En France, si l'espérance de vie augmente, les inégalités perdurent (un ouvrier vit en moyenne 7 ans de moins qu'un cadre supérieur) et les difficultés d'accès aux soins s'aggravent. - En 2011, 29% des Français ont renoncé ou reporté des soins, faute d'argent, contre 11% en 2009. Notre système est à deux vitesses, un pour les riches, un pour les plus modestes. La multiplication des dépassements d'honoraires (+ 6% en 2010) et les déremboursements n'arrangent rien. Les écarts se creusent entre les patients de catégories socio-professionnelles aisées, bien informés et bien suivis, et les autres. Qu'en sera-t-il en 2020 si, comme les experts le prédisent, le temps consacré aux malades diminue encore de 40% ?
- Ce n'est pas parce que les soins sont plus chers qu'ils sont meilleurs. La solidarité, ce n'est pas rembourser des médicaments qui n'ont pas fait la preuve de leur efficacité : en plus des drames humains, le Médiator a coûté 1 200 000 euros à la Sécurité Sociale ! Les médecins s'interrogent : « hyperspécialisation », manque de moyens, paiement à l'acte, surcharge, isolement... et l'hôpital étouffe : fermeture de dispensaires, désertification médicale... Les urgences ont accueilli 16 millions de personnes en 2010 (contre 9 millions en 2000). Mis en concurrence avec les cliniques privées, l'hôpital doit devenir rentable.
SORTIR DE LA LOGIQUE COMPTABLE :
- Des accueils d'urgence sont supprimés, des blocs opératoires fermés le soir, on réduit les effectifs, cette logique comptable conduit à l'hécatombe. Notre système de soins est basé sur la solidarité mais il se dégrade. Aujourd'hui, franchises, forfaits, encadrements des tarifs, dépassements d'honoraires se généralisent, à l'hôpital, les indicateurs de performance prennent le pas sur la qualité des soins. La santé devient un marché captif ! Les patrons des grands groupes d'assurances privés et des laboratoires pharmaceutiques l'ont très bien compris. Pourtant, on ne doit pas éviter de se soigner lorsque l'on est malade.
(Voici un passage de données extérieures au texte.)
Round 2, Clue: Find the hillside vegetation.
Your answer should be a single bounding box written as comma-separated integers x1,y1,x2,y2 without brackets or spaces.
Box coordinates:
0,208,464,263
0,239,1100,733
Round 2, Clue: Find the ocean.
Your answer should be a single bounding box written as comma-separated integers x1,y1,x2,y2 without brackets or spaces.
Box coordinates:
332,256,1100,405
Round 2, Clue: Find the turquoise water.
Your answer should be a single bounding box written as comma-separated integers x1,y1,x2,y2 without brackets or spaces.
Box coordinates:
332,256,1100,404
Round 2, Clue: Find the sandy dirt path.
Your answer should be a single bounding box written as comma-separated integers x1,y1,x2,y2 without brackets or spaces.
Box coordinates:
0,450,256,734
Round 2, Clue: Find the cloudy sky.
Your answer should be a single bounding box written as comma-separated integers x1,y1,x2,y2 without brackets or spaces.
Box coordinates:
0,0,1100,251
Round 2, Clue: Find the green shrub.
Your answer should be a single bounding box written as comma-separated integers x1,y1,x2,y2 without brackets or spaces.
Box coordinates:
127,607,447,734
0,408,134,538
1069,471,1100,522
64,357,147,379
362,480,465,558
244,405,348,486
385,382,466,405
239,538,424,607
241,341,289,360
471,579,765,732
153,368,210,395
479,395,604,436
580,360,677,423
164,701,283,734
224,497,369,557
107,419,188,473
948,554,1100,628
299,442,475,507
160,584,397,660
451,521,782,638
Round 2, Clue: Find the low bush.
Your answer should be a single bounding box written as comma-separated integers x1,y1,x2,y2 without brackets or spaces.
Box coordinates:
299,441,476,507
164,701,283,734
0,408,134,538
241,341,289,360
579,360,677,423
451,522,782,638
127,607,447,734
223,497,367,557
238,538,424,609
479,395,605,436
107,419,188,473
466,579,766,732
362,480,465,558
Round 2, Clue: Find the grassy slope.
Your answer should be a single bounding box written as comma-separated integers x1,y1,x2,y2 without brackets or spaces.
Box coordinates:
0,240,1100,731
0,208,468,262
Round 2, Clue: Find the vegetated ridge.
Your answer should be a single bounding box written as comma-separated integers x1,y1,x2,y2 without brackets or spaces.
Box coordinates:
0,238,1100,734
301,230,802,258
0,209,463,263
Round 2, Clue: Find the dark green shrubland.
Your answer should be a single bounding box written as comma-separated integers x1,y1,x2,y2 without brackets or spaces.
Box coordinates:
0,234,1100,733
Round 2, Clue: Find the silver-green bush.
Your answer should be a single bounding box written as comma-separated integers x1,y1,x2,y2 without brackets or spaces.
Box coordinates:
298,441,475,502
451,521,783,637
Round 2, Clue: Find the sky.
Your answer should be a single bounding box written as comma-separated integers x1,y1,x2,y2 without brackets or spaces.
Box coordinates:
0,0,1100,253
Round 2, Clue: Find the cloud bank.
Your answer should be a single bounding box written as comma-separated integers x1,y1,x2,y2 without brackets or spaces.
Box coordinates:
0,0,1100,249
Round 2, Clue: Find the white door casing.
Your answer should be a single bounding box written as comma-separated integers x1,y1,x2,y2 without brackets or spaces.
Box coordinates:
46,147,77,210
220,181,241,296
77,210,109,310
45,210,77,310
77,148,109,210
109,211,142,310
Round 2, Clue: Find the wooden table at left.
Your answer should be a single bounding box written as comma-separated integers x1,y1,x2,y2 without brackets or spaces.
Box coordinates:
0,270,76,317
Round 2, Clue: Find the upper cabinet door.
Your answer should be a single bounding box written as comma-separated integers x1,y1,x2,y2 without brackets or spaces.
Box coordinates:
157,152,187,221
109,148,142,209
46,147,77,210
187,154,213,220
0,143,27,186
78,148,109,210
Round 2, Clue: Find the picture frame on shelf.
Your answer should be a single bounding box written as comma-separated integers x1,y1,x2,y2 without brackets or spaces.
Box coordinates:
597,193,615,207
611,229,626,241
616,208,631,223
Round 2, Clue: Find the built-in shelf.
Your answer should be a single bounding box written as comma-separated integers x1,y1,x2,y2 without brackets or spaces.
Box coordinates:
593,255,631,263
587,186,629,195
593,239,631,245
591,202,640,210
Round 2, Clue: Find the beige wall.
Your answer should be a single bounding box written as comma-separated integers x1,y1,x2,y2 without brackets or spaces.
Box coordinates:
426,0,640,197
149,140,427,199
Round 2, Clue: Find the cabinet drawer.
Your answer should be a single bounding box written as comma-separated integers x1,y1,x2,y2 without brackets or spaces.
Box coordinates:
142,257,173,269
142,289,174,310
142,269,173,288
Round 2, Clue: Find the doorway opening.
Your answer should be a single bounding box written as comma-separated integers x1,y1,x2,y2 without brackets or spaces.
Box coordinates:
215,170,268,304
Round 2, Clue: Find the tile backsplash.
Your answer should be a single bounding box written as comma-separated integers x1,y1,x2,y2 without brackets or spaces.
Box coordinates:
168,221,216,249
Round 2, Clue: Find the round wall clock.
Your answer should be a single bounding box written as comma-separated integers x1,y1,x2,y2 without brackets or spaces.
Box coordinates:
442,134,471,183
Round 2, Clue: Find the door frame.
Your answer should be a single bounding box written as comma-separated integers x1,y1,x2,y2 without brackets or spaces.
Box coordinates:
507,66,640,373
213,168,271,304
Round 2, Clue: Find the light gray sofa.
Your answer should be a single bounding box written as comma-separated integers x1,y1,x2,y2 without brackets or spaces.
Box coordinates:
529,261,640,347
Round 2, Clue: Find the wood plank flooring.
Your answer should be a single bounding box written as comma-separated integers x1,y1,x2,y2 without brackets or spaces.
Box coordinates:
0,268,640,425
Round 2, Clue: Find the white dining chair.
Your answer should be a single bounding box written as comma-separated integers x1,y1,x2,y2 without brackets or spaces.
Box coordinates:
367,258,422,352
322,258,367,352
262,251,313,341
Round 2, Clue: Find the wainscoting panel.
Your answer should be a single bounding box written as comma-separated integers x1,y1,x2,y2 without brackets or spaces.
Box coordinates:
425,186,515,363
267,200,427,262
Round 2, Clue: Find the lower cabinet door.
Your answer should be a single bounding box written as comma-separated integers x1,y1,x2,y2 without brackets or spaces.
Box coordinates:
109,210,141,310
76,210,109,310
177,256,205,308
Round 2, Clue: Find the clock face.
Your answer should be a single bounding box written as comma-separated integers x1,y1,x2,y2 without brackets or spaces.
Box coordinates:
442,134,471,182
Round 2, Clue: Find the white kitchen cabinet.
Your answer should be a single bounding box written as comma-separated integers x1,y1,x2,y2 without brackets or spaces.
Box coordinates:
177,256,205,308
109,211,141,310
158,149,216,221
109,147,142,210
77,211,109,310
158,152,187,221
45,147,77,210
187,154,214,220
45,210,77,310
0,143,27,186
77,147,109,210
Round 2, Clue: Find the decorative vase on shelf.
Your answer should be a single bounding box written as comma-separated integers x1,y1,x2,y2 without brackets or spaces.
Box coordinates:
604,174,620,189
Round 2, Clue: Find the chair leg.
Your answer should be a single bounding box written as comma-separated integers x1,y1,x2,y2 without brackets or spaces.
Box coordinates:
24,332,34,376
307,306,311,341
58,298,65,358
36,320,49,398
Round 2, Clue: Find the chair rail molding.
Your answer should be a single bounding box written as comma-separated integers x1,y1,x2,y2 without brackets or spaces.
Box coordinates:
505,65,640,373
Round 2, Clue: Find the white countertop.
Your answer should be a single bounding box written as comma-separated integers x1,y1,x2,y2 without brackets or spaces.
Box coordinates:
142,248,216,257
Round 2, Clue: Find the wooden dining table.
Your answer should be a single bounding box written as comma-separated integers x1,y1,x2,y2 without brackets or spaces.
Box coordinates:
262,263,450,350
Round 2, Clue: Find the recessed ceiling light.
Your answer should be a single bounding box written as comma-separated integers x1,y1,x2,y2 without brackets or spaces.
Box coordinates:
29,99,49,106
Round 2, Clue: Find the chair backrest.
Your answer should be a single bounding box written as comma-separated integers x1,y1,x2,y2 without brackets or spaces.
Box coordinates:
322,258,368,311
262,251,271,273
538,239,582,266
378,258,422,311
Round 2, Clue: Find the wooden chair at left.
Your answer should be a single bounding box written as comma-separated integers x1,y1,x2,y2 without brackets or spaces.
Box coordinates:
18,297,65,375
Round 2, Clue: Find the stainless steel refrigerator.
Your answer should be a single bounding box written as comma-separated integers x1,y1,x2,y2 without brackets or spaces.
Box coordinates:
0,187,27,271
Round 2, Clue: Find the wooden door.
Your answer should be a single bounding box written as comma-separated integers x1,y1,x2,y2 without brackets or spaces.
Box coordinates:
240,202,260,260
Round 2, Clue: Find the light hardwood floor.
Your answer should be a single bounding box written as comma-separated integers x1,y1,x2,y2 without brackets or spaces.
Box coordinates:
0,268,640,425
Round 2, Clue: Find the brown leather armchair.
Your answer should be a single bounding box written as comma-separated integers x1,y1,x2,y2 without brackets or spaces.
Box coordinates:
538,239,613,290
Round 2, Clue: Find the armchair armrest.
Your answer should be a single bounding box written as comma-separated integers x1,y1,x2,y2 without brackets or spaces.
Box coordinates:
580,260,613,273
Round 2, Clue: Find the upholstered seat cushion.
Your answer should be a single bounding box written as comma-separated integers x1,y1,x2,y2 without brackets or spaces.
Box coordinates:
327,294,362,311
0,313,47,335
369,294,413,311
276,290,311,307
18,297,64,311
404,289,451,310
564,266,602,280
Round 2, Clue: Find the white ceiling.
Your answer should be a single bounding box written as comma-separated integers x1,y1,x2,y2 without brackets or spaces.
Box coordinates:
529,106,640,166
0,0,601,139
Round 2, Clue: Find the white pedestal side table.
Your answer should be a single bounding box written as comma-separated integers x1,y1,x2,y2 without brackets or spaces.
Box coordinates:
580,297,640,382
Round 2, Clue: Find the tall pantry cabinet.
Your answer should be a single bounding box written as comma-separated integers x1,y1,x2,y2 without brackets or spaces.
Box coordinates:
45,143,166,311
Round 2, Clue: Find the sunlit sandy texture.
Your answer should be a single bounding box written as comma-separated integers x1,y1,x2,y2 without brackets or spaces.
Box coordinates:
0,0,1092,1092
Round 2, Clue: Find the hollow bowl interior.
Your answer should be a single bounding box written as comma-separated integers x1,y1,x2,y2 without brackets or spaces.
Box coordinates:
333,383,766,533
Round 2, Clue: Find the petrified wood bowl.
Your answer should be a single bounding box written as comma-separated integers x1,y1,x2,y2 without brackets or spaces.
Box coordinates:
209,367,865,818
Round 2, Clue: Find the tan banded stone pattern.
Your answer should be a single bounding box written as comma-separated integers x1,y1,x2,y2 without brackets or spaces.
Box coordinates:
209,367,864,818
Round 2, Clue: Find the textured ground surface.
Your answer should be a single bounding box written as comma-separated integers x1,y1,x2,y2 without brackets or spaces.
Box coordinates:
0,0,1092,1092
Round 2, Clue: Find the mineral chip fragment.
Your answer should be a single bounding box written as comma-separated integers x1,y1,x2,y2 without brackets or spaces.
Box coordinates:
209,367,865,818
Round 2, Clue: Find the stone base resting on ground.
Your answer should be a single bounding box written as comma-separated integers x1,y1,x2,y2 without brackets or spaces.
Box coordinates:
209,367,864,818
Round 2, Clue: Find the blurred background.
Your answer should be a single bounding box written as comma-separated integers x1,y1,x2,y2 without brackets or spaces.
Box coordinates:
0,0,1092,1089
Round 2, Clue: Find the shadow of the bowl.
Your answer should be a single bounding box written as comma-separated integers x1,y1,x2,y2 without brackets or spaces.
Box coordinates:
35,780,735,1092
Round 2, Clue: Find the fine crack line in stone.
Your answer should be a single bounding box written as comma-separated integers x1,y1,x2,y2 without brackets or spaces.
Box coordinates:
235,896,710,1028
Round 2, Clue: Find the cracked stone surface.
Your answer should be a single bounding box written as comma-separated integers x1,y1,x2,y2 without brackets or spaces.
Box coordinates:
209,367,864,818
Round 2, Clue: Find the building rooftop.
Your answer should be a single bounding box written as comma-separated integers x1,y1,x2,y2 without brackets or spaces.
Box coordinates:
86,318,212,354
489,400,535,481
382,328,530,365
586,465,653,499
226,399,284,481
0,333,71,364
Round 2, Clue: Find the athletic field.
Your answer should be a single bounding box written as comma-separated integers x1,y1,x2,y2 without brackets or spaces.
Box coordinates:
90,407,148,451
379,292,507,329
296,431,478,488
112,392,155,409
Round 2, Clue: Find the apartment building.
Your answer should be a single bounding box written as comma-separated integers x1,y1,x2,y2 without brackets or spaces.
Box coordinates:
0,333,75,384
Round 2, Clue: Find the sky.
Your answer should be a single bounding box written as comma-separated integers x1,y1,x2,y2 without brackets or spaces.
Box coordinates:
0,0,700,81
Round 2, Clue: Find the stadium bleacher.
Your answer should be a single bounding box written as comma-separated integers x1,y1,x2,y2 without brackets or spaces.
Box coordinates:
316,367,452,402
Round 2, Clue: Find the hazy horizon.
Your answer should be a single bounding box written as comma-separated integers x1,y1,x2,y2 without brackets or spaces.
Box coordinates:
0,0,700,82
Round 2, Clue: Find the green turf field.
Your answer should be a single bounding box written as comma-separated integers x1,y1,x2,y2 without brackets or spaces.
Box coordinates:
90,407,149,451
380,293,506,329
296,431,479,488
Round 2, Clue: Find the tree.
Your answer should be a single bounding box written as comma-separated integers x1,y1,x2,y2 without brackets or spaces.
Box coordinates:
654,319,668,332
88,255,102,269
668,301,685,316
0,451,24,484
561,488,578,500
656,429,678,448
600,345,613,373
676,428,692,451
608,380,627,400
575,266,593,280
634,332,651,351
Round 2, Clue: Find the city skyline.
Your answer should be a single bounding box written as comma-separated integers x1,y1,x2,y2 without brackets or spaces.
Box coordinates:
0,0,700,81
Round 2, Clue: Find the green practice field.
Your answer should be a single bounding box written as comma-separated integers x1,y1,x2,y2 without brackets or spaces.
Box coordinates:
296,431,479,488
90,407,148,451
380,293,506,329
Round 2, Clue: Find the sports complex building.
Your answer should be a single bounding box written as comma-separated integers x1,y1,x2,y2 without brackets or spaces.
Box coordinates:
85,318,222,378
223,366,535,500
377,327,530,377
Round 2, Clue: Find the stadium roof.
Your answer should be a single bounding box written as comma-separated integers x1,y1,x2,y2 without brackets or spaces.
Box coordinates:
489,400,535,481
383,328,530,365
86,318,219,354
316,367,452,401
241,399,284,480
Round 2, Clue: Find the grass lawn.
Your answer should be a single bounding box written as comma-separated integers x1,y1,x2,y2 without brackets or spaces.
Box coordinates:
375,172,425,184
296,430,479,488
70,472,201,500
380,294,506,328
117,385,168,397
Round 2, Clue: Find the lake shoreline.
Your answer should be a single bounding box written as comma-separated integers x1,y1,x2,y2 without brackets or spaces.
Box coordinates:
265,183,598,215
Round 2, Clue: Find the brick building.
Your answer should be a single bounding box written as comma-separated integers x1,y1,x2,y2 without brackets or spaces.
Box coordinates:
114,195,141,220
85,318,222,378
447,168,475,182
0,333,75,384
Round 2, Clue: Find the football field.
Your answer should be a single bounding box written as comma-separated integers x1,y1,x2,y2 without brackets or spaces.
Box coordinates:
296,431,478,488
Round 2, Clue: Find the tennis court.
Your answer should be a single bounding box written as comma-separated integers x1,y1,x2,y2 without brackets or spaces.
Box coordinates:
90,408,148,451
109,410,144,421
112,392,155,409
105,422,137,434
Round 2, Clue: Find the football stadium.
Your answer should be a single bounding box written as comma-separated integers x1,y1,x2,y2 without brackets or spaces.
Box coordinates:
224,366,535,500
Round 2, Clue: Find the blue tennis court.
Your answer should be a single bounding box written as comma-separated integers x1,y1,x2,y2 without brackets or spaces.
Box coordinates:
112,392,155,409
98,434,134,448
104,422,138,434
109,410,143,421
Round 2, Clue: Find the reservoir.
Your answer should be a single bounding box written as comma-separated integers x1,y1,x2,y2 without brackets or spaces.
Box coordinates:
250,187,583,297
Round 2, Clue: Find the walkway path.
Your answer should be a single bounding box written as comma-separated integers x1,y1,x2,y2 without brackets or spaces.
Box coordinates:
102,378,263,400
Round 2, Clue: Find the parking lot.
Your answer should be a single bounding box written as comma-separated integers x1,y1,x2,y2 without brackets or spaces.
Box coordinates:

- La bonne médecine n'a rien à voir avec la rentabilité et le profit, bien se soigner ne se résume pas à un acte technique ou le métier de chirurgien à opérer. Les cliniques privées traitent principalement les cas les plus simples, les malades atteints de pathologies lourdes sont accueillis à l'hôpital qui ne sélectionne pas et soigne chacun. L'enseignement et la formation des chirurgiens, le travail en équipe, c'est aussi dans le public qu'ils se font. Mais il est difficile de travailler à l'hôpital car les moyens régressent, on ferme les chambres...
- Il faut sortir de la logique de rentabilité qui tue le public. Des médecins sont nécessaires, pas des comptables rivés sur des chiffres et éloignés de la réalité du terrain. Des moyens conséquents sont indispensables. Ce n'est pas soigner qui coûte cher, car les patients qui n'ont pas les moyens d'aller chez le praticien aggravent leur état et requièrent plus de soins.